One of the nice things about my job is that I get to work one-on-one with seniors who are interested in doing independent work in history. I am finishing up a project with one of my students on how the Civil War was commemorated here in Charlottesville between 1880 and 1920 and beginning the process of working with a student to formulate a project for next year. This student wants to explore how Civil War soldiers responded to the horrors of war witnessed in the aftermath of battle. We still need to nail a few things down, including the question of whether to look at this question over time or in response to one particular battle.
Luckily this student is excited to get started and even broached the idea of doing some reading over the summer.
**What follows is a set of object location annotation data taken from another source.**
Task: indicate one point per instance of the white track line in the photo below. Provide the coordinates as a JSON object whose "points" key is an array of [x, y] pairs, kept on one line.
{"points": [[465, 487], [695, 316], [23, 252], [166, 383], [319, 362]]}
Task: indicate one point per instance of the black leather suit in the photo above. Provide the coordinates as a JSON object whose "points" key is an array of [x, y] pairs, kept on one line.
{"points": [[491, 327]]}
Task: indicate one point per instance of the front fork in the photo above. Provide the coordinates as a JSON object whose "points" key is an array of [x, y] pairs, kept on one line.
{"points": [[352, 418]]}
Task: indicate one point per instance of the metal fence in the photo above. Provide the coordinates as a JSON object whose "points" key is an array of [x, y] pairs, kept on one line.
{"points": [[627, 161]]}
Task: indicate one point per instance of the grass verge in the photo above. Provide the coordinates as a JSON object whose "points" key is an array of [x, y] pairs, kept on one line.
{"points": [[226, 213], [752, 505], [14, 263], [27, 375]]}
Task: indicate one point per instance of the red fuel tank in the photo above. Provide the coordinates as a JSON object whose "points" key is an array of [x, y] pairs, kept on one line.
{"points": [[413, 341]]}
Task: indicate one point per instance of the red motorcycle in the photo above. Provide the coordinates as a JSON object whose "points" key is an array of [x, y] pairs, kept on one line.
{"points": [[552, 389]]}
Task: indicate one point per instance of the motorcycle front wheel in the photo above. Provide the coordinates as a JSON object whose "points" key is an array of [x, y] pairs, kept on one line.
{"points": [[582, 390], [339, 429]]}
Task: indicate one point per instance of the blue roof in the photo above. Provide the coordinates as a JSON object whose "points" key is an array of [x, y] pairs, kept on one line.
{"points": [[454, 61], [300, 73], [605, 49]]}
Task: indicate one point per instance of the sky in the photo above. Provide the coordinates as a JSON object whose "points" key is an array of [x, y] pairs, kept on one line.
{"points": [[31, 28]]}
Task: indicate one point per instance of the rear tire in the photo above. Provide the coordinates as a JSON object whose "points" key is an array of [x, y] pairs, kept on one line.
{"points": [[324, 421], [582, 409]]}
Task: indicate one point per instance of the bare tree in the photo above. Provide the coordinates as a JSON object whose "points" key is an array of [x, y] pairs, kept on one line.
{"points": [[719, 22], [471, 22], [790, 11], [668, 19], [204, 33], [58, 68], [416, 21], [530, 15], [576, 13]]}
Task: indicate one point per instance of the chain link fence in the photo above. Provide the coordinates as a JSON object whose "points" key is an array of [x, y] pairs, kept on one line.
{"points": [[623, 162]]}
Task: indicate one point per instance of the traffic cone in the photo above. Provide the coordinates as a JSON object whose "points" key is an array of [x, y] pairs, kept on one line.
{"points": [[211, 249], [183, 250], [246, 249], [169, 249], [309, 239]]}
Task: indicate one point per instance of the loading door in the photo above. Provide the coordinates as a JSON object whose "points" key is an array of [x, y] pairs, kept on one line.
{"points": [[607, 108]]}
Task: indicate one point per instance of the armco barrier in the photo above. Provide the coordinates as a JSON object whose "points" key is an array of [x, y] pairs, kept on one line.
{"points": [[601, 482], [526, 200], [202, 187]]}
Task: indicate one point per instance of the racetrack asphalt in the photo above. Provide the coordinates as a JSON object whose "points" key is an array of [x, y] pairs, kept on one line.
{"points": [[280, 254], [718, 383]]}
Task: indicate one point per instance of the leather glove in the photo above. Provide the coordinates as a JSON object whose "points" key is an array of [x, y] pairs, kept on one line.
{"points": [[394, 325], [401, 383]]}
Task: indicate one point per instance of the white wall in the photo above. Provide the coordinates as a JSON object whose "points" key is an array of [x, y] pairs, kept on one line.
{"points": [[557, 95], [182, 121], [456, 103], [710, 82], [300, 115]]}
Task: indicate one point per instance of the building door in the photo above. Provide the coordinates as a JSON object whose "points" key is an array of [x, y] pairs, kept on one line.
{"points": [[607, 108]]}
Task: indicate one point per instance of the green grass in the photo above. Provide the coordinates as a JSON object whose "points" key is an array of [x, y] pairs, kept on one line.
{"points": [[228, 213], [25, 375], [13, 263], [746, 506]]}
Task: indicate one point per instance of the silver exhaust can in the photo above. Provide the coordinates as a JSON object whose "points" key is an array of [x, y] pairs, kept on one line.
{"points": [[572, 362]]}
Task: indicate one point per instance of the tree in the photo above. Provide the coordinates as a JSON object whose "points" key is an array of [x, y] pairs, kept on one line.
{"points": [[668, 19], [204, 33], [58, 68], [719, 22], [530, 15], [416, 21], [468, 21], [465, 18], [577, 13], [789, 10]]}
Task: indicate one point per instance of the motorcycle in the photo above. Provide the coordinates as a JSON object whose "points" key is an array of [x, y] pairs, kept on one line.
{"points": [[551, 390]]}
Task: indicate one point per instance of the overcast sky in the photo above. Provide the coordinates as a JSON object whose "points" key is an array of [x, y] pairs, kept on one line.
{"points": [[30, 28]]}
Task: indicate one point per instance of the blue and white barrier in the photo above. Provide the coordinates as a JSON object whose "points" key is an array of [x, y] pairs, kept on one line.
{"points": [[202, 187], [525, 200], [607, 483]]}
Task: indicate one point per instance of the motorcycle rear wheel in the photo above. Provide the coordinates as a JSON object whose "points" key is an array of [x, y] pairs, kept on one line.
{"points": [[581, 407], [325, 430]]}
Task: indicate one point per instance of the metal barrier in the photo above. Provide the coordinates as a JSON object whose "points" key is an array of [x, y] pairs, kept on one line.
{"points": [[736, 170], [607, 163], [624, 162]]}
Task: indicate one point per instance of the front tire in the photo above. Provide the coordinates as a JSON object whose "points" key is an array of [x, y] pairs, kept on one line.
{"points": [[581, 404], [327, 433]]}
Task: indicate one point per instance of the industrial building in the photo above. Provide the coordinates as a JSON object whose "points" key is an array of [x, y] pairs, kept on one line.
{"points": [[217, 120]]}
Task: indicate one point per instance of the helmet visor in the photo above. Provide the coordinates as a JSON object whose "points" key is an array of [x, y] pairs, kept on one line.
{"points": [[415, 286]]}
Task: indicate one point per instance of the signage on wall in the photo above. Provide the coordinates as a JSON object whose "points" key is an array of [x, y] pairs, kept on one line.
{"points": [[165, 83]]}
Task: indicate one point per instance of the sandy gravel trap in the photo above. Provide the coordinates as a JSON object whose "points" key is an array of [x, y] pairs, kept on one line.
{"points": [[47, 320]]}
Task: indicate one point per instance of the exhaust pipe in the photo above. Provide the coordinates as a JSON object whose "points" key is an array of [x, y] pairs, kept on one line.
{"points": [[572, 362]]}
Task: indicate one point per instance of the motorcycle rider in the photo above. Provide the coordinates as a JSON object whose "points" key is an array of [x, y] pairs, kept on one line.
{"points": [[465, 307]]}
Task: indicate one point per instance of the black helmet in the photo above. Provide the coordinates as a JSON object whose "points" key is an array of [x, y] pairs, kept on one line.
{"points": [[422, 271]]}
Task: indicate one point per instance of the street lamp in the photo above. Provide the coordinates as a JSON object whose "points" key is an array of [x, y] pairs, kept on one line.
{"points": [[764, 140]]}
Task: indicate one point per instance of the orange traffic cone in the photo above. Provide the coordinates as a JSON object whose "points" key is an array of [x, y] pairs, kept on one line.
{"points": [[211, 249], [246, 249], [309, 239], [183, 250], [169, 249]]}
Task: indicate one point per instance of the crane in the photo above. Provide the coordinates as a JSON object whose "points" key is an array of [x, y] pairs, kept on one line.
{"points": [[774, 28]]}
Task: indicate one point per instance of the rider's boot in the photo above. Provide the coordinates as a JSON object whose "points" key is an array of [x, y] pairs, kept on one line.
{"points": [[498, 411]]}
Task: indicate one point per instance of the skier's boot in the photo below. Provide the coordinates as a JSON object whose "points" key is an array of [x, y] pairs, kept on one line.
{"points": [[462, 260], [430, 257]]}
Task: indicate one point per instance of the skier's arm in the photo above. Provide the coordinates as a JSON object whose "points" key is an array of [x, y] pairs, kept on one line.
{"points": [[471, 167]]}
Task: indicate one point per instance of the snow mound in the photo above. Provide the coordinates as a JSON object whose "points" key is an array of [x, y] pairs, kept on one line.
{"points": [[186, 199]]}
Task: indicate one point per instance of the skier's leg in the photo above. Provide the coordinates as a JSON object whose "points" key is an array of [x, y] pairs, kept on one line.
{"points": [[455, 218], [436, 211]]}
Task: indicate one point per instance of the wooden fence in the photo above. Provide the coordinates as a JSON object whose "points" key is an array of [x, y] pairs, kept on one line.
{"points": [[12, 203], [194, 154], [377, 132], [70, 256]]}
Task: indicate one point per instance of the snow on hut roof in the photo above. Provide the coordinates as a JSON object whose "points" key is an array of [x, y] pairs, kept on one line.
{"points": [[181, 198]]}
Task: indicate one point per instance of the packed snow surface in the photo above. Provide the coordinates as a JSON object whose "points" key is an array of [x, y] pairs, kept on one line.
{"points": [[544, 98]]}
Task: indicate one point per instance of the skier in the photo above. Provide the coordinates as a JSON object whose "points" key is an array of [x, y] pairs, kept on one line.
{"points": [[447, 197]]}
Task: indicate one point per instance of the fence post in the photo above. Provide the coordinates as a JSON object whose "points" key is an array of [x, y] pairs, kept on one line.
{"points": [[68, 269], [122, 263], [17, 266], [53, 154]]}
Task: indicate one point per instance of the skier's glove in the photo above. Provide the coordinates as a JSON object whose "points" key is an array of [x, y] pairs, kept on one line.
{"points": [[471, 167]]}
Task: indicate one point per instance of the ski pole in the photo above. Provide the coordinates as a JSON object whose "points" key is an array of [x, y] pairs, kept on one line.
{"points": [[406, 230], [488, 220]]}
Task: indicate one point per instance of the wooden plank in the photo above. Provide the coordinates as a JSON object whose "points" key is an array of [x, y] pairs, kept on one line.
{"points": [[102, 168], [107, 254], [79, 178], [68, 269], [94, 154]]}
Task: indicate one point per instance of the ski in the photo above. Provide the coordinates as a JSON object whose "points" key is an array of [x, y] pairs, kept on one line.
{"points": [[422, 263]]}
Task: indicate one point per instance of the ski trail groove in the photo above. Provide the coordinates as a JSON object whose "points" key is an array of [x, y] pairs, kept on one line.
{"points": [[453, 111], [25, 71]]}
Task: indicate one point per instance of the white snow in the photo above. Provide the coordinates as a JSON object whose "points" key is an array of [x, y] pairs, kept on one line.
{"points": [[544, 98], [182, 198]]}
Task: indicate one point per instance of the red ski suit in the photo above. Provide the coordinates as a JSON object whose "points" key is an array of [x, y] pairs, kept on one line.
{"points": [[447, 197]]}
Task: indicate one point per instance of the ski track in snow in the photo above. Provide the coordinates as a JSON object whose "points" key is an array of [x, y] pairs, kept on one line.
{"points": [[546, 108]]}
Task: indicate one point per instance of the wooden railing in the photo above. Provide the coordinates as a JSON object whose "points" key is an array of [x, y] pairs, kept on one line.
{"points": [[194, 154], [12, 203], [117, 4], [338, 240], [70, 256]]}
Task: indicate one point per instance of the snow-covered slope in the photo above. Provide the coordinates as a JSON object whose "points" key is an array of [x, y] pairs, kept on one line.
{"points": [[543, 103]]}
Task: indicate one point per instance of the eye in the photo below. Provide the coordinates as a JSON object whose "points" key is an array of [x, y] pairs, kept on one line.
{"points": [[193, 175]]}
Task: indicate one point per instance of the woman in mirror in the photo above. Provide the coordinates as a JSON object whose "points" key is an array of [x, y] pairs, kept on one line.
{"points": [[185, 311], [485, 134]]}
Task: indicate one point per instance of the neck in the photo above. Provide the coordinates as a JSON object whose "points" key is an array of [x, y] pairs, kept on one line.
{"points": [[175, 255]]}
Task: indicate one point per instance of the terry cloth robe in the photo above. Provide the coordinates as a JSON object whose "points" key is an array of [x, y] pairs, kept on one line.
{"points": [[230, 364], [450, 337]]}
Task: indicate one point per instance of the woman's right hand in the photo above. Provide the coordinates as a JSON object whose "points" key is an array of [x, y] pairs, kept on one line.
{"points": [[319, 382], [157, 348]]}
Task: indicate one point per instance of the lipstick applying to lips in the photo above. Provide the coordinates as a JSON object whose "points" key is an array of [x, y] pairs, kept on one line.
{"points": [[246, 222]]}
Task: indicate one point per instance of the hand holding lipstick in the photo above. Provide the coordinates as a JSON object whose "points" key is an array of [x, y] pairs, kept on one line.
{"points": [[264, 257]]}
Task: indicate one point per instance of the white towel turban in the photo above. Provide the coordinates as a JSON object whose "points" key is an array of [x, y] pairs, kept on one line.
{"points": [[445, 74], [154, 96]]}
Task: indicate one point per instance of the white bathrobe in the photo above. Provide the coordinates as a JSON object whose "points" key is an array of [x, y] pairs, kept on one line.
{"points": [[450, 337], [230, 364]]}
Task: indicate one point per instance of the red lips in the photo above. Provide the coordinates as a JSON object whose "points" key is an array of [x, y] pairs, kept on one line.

I’ve decided to assign Drew Faust’s recent book on death and the Civil War, which should provide a helpful context in which to understand the cultural parameters of death in the nineteenth century. Other studies that I am thinking about include Eric T. Dean’s Shook Over Hell, the section on Fredericksburg’s wounded by George Rable, and Joe Glatthaar’s chapter, “To Slaughter One Another Like Brutes” in General Lee’s Army.
My student is going to spent significant time collecting archival material at UVA, but I want him to do a good amount of reading in the relevant secondary sources. Obviously, there is plenty of material out there that can be utilized for such a project; however, I am looking for secondary sources (battle/campaign studies, unit histories, biographies) where the historian goes beyond the descriptive and provides some kind of analysis. If you have something in mind please share it with me even if it is a single book title, journal or magazine essay. Thanks.